We'd like to try to detect the mRNA in our cell of interest from mice.
We need to gate our cells by flow cytometry by using a transcription factor as a positive marker.
After cell sorting, will the fixation and permeabilization steps interfere with a RT-PCR protocol (RNA extraction/purification, cDNA synthesis,...).
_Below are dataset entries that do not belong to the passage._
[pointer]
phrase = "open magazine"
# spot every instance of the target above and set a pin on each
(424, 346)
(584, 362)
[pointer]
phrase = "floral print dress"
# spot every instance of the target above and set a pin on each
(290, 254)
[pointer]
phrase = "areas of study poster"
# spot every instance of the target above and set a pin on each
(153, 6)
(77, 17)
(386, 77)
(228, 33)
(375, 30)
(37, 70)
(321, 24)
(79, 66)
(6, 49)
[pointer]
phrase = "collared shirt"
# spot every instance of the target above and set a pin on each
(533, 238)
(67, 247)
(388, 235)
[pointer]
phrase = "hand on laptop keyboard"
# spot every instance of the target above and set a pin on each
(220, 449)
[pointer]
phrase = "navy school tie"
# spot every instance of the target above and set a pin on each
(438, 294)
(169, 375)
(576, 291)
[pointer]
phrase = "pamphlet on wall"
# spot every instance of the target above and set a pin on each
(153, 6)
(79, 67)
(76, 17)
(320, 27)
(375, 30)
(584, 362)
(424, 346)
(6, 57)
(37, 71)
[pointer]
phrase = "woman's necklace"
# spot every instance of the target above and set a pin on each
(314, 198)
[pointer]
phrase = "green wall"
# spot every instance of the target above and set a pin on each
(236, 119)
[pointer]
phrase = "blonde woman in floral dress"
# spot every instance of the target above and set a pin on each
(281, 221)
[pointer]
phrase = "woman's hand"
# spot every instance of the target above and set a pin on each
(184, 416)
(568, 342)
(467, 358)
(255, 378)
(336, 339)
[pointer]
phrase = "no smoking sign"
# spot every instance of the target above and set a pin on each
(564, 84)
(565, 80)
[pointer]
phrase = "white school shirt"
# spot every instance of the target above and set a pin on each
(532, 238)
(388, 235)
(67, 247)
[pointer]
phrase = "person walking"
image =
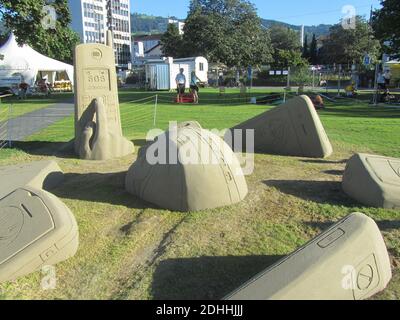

Thanks in advance for your advices.
alexis
Hi Alexis
The whole FACS protocol can compromise your mRNA and the initial steps for qPCR. I recommend you use a RNA extraction kit suitable for FFPE. Some kits can be used for fixed cells eventhough they are not paraffin embedded. But again, this will only help if your FACS protocol didn't damage your mRNA. Take a look at the article bellow
http://www.ncbi.nlm.nih.gov/pubmed/23434645
Hi Alexis,
I am not sure, if you still need suggestion regarding your question, but, I am working on somehing similar and we have recently came acroos the attached article and we are following it for our project. If it suits your experimental design, then you can give it a try.
Hi Alexis,
you can try this protocol "Fixed single-cell transcriptomic characterization of human radial glial diversity"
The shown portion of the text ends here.